As fishing in the area increased, and the population of striped bass and blue crabs (the purple marsh crab’s natural predators) decreased, the purple marsh crabs began to seriously proliferate.
Unfortunately, purple marsh crabs voraciously eat cordgrass and burrow into muddy banks, destabilizing the end of the marsh, widening the ditches, and increasing the inflow of salt water and encroachment of the high tide. It’s imperative that we begin thinking of ways to rebalance the ecosystem—protecting and encouraging the populations of striped bass, blue crabs, and shore birds to return and bringing purple marsh crabs down to manageable numbers.
I saw many hundreds of these crabs on my run, to my chagrin. Stepping over them as gracefully as I could, I circled around the little spit of land at the other side of the bridge, enjoying my little island of trees surrounded by swaying marsh grasses and a gently undulating stream making its way towards the sea.
I returned to the bridge, stopping halfway across it to look out across the marsh once more and out to sea.

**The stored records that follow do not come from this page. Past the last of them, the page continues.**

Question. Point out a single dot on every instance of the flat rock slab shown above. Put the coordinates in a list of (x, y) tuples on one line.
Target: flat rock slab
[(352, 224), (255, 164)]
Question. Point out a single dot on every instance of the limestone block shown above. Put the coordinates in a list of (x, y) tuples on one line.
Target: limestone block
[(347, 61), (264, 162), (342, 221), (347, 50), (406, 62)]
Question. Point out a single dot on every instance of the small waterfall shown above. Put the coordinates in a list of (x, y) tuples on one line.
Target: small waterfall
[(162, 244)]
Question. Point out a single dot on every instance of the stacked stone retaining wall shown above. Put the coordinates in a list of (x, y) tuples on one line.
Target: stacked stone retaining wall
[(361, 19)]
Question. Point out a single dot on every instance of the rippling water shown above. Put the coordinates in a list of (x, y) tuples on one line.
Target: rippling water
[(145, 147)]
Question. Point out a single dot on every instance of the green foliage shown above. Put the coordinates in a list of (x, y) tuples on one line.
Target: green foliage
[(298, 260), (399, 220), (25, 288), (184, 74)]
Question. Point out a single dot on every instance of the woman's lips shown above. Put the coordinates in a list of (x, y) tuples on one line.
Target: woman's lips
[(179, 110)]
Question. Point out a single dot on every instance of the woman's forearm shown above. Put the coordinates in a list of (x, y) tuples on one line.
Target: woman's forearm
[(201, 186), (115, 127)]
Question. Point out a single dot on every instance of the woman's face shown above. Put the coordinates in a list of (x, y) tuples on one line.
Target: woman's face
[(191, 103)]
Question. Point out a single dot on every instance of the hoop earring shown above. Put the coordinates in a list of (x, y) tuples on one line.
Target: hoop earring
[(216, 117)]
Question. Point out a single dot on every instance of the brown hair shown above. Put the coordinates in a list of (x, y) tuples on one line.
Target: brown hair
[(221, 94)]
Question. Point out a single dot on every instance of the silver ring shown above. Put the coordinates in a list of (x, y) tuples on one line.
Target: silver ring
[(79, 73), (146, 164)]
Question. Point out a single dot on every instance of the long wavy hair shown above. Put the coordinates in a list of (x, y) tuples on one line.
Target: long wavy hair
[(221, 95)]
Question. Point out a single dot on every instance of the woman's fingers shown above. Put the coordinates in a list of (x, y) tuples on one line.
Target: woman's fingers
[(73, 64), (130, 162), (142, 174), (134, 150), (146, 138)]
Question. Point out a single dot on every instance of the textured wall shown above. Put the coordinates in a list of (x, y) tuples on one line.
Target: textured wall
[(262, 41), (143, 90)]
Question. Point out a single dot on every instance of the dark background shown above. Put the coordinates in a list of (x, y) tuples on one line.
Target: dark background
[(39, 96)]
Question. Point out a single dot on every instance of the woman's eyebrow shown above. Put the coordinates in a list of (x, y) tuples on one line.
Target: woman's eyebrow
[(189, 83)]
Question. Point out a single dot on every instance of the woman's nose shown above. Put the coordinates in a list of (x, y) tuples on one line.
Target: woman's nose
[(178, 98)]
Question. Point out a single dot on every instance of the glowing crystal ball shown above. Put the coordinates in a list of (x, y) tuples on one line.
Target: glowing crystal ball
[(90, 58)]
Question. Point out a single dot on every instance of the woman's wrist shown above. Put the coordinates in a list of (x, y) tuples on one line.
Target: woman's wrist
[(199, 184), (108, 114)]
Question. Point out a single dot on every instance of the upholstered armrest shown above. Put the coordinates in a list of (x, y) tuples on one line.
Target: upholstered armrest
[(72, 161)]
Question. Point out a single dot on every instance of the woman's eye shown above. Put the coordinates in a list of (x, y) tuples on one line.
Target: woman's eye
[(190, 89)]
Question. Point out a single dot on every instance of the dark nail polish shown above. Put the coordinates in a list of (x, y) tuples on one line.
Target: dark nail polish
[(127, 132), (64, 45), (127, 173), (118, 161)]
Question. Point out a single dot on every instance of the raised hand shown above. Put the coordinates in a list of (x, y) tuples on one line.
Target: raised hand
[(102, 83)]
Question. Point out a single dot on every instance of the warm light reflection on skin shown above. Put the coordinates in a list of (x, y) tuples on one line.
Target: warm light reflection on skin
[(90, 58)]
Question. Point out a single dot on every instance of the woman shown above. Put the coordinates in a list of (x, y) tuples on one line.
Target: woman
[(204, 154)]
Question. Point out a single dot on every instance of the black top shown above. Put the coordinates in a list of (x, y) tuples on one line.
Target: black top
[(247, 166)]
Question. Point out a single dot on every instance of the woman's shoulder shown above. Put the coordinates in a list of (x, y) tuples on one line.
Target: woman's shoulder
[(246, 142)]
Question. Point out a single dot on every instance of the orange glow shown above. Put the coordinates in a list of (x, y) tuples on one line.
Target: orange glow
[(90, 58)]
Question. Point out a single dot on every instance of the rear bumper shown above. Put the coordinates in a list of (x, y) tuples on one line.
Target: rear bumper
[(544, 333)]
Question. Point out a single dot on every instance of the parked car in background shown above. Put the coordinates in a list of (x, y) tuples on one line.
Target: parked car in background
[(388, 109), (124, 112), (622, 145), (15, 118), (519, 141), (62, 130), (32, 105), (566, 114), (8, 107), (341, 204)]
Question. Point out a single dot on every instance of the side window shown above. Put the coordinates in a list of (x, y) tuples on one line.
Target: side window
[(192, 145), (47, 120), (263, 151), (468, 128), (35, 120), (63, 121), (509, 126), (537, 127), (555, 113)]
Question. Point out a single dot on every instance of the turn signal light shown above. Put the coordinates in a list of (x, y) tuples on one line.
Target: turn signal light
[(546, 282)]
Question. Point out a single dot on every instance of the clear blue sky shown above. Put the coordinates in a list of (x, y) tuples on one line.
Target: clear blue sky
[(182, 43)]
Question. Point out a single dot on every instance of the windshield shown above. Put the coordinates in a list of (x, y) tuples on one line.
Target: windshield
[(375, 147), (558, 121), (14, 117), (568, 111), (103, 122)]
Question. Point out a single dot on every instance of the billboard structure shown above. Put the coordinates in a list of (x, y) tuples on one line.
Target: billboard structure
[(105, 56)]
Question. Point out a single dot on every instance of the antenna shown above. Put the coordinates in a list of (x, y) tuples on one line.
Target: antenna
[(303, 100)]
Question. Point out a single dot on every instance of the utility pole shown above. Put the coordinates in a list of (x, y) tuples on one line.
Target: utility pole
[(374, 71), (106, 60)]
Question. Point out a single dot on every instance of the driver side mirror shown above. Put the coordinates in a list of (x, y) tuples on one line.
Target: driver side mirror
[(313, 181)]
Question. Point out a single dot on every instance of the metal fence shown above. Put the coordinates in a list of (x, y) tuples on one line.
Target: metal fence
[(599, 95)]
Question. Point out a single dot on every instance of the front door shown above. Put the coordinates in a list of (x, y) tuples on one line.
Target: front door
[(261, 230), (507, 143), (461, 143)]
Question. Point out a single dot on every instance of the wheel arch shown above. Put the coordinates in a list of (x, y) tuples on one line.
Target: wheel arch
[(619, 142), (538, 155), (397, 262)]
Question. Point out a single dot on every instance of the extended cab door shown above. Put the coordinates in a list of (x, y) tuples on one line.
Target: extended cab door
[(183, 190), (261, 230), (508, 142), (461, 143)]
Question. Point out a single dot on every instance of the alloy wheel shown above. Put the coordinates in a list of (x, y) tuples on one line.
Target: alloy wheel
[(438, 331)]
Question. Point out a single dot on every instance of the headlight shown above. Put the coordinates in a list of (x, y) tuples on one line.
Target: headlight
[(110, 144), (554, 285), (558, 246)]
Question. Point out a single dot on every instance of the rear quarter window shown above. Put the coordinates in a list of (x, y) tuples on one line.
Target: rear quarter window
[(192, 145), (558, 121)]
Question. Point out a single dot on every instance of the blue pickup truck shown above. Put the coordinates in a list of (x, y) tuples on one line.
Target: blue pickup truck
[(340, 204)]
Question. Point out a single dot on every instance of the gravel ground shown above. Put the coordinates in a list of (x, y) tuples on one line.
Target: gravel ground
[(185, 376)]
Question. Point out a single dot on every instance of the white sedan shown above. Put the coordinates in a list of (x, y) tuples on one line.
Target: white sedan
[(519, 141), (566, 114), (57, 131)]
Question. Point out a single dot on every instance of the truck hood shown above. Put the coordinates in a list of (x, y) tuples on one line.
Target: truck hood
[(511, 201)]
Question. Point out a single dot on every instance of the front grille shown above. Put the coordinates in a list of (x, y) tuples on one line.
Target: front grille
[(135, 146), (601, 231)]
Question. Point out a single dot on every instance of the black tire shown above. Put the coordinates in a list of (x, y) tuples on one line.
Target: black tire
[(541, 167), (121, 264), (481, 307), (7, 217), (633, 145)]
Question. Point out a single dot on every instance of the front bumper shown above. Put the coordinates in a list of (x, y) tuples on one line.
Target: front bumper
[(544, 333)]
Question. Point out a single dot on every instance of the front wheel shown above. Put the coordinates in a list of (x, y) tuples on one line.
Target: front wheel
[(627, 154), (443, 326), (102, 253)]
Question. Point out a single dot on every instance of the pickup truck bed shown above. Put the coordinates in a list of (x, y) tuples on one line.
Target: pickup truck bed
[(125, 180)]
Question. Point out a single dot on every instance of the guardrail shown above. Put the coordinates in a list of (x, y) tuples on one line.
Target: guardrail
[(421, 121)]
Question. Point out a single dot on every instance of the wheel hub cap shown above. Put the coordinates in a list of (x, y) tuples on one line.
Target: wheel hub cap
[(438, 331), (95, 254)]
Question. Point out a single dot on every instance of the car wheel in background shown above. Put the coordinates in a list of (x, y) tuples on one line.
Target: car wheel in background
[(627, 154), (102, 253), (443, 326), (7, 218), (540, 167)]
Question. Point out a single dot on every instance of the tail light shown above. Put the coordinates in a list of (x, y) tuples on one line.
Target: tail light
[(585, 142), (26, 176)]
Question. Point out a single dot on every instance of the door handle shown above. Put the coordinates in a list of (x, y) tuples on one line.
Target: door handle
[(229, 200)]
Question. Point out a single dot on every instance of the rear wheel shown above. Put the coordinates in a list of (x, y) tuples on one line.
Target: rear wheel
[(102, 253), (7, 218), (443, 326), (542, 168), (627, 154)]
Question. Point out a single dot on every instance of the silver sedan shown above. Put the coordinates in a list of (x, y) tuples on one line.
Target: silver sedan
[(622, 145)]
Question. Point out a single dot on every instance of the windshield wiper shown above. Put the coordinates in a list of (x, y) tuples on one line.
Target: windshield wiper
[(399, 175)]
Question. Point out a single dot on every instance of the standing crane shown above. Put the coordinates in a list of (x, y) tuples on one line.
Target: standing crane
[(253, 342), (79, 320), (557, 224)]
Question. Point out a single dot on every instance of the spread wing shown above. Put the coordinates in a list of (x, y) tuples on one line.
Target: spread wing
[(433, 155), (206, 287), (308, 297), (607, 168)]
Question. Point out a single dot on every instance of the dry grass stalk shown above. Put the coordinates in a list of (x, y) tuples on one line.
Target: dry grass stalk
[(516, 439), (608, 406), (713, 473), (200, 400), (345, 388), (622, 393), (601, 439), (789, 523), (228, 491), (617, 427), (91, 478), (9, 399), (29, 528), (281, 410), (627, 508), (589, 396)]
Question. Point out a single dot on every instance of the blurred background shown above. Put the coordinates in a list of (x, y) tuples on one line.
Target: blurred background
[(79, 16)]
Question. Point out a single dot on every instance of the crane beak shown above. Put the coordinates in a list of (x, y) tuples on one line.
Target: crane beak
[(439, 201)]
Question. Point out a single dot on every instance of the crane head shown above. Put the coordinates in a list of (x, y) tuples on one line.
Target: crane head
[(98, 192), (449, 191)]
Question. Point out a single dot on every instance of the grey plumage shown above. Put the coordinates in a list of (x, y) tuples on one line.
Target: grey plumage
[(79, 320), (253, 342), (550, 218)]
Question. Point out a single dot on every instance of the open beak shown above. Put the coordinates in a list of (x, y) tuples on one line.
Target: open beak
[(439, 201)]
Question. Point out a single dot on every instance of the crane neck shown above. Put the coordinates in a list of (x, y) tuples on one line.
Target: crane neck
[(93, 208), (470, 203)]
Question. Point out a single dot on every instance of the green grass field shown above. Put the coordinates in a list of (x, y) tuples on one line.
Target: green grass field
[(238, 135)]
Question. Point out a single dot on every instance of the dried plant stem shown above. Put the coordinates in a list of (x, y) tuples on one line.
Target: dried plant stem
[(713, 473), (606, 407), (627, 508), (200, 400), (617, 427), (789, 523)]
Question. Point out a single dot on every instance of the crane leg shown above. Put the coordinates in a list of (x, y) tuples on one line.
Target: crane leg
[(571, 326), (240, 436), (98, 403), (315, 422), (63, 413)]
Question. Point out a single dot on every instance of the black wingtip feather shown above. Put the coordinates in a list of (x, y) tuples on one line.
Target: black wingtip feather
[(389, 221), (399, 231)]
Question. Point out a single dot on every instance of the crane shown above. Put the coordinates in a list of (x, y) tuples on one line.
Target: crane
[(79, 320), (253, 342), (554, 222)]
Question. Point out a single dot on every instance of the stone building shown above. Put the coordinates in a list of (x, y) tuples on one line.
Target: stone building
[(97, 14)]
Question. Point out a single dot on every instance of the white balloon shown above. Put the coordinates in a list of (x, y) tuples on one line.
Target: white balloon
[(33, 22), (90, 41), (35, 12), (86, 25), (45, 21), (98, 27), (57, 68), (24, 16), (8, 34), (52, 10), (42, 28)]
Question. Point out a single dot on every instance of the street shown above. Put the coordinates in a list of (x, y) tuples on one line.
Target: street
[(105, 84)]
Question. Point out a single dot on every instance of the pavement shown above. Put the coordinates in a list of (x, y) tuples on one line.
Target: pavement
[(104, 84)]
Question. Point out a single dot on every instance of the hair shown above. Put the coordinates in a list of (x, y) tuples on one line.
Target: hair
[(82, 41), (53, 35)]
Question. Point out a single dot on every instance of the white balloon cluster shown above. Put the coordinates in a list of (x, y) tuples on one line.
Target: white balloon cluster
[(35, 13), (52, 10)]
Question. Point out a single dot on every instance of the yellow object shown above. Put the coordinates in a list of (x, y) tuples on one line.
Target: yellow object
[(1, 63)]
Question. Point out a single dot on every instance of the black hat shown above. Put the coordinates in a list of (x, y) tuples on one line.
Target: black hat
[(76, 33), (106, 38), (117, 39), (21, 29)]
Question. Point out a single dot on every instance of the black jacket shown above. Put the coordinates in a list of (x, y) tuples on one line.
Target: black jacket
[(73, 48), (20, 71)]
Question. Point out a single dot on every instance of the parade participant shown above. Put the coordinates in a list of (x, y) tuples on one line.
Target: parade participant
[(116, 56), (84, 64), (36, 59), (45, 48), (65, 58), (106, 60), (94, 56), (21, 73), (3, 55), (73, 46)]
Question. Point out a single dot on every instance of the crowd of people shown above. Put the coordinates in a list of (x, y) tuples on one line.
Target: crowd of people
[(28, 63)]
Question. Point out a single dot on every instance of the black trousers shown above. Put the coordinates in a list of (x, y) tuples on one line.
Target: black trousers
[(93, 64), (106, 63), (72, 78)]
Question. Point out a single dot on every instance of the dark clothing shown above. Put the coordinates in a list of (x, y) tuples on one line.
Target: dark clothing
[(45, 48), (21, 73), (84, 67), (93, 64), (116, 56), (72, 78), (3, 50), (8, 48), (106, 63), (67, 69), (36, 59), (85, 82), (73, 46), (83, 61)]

We live in such a beautiful world, one filled with such a variety of life that until you see it you can sometimes barely believe it’s true. I am so thankful for our mountains and our oceans, for our rolling grasslands and thick forests, for our bogs and salt marshes, for our rivers and streams and lakes and ponds. We live in a life web, the integrity of which depends on the strength of each individual strand. I hope we choose well in the coming century. I hope we work hard to preserve all things natural and free. I can’t imagine a world without places like these.